I actually stopped reading this half way through the first time. It was just too slow for me. But then I came back to it and started again and made it through. I realised, it is supposed to be slow. It's a post-apocolyptic tale of a man and his boy wandering a desolate land. The pace of the story just serves to emphasise the desparation of their situation. It is a bleak future and they struggle through it. After a while I started to get annoyed with the kid, he always seems to state that he's cold or he's hungry or he's scared, and this doesn't help the narrative. I think the reader can assume these emotions from a 10 year old boy wandering the Earth alone with his father and a shopping cart. On top of that, the man constantly repeats what the boy says and that is frustrating. But it is an interesting survival story and McCarthy is a good teller. The Narrator did very well to instill a sense of hope and the lack of it. The plot gradually builds towards the end, and although I struggled to find excitement in the events that unfolded few and far between, whenever the characters discovered something really rewarding, I felt like I was right there with them.
The story is set in an undetermined time in the future when a world-wide apocalypse has wiped out most of the human population. The relatively few who remain are either the "good guys" or the "bad guys". The reader never really finds out who the good guys are, or who the bad guys are. Nor do we find out what the nature of the apocalypse was that brought the world to this point. Furthermore, the two protagonists - a father and his son - are merely referred to as the "man" and the "boy". To describe the story as spare is indeed an understatement. And yet, despite all this, the reader is slowly drawn into a world where these two people are trying simply to survive. They will survive by making their journey along a road, to the coast. Why to the coast? We never really find out. The story is more about asking questions, rather than providing answers. What does it mean to have life? What is the purpose of living? Should it be life at any cost? As the man and the boy proceed with their journey, these are the questions we/they ask. The answers are very individualistic. This is a real work of literature, which stayed with me long after the book was completed. The narrator was terrific, taking very short, very sparse dialogue and infusing it with just the right amount of emotion, for each of the characters who spoke. I highly recommend this book. I gave it 4 stars, rather than 5 because, the latter would be for perfection only, and this book, while close - I would give it 4.5 stars if I could - falls just a smidgen short.
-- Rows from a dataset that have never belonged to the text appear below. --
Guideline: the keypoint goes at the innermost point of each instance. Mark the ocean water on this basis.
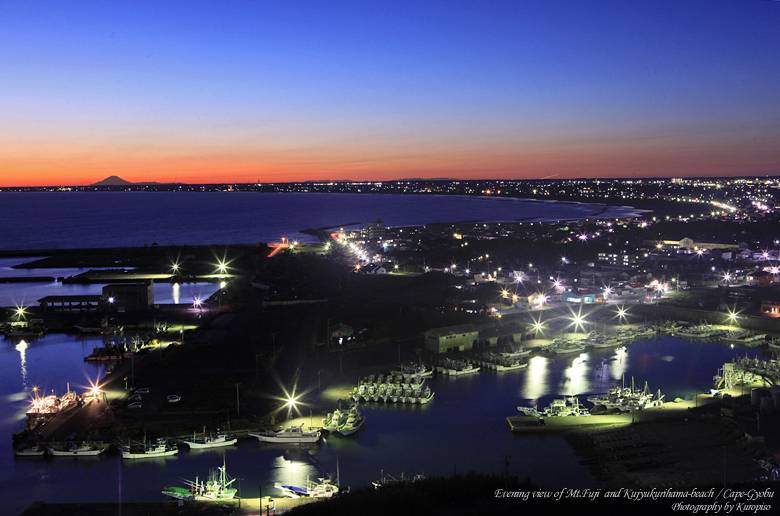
(464, 427)
(52, 220)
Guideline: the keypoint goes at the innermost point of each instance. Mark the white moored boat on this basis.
(77, 449)
(160, 448)
(322, 489)
(211, 441)
(353, 423)
(292, 434)
(216, 488)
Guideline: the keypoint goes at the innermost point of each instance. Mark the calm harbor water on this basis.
(463, 428)
(54, 220)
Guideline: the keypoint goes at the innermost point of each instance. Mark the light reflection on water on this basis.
(462, 429)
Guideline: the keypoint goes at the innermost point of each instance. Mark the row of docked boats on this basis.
(617, 400)
(392, 389)
(219, 487)
(132, 450)
(499, 362)
(344, 422)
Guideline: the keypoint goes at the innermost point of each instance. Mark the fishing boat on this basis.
(84, 449)
(353, 423)
(33, 450)
(159, 448)
(322, 489)
(291, 434)
(217, 487)
(561, 407)
(334, 420)
(221, 439)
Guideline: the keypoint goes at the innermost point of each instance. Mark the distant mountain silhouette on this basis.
(112, 181)
(118, 181)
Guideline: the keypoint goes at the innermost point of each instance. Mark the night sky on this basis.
(214, 92)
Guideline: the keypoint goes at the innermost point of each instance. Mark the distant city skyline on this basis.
(245, 92)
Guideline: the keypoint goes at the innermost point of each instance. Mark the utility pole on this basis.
(506, 468)
(238, 406)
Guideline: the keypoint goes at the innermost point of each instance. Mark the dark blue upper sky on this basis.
(275, 91)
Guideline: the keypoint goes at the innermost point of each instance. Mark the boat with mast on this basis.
(219, 440)
(291, 435)
(217, 487)
(159, 448)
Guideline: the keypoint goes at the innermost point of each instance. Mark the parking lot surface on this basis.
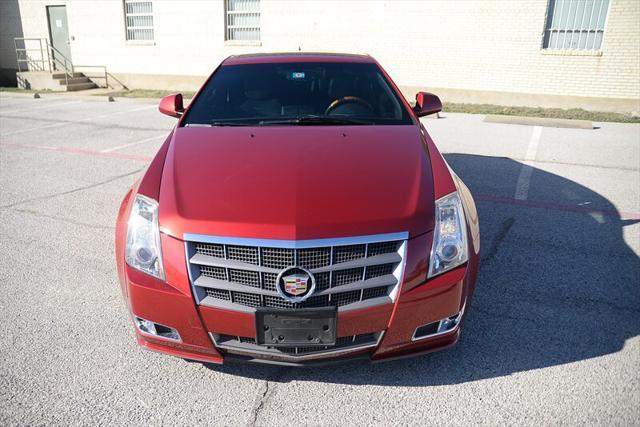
(552, 336)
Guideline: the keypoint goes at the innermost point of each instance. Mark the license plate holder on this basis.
(296, 327)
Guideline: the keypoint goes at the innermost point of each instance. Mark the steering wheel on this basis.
(347, 100)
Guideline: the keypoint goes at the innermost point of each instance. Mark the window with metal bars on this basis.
(575, 24)
(243, 20)
(138, 20)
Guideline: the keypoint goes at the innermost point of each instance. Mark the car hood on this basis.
(296, 182)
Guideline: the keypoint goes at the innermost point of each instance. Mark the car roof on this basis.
(265, 58)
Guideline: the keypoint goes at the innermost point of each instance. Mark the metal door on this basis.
(59, 35)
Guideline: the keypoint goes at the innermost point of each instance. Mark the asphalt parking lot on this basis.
(552, 336)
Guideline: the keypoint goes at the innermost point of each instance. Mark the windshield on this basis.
(298, 93)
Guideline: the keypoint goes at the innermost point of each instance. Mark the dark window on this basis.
(298, 93)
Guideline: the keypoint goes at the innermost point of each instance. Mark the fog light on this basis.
(151, 328)
(440, 327)
(146, 326)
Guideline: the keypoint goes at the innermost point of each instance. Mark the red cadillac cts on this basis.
(298, 213)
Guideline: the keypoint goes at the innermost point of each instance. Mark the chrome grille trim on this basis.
(344, 345)
(354, 272)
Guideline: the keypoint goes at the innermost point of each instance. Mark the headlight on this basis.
(449, 248)
(143, 237)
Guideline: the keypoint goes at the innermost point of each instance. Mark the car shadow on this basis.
(557, 284)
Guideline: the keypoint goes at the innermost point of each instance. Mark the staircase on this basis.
(42, 66)
(77, 81)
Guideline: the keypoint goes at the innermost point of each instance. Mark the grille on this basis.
(231, 342)
(344, 274)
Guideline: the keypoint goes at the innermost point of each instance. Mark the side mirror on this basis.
(172, 105)
(427, 103)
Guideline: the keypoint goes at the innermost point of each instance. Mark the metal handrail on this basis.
(56, 55)
(29, 60)
(54, 59)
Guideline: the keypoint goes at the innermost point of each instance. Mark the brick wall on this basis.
(482, 45)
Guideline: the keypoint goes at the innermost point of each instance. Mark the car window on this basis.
(298, 93)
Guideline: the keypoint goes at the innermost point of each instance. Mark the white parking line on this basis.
(524, 179)
(42, 107)
(131, 144)
(52, 125)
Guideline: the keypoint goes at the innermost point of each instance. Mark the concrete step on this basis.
(73, 80)
(80, 86)
(60, 75)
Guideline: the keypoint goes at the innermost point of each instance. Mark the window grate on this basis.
(575, 24)
(138, 19)
(243, 20)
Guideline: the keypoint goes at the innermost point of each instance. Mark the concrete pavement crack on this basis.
(75, 190)
(264, 394)
(495, 244)
(67, 220)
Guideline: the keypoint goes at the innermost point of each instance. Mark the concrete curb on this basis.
(539, 121)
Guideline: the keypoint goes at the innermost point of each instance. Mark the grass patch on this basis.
(554, 113)
(19, 90)
(147, 93)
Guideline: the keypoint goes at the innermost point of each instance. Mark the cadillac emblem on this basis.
(295, 284)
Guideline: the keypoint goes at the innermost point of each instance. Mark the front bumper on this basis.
(390, 327)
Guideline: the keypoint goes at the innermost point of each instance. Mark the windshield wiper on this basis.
(315, 120)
I felt a bit stressful and sad while listening to this book which is a credit to Cormac McCarthy's spare, intense, powerful writing. The more I thought about and talked this book afterward, the more I admired the author and liked The Road. Absolutely the best last paragraph of any book I've ever read. If it doesn't make you realize the beauty and value of this planet and the good people who live here, I don't know what would.
This is one of the most moving memorable works of fiction that I have ever read/listened to. The luxury of listening to the narrator read this prose to me as I drove my car made me happy to be a commuter. Some of the most compelling moments are the man's memories of the earth before the destruction -- the streams, the trout, the colors. But the most amazing part of the book is the boy and the man's love for his son and what a parent will do for a child & sees in a child. An absolutely beautiful book.
The first audiobook that moved me enough to leave a review. I listened to this on a road trip through the Nevada desert, which may have enhanced the experience.
McCarthy's writing is profound, and the narrator did an incredible job on the interpretation of characters and dialogue. There is so much strength and commitment throughout the story that - oddly enough - I found it uplifting.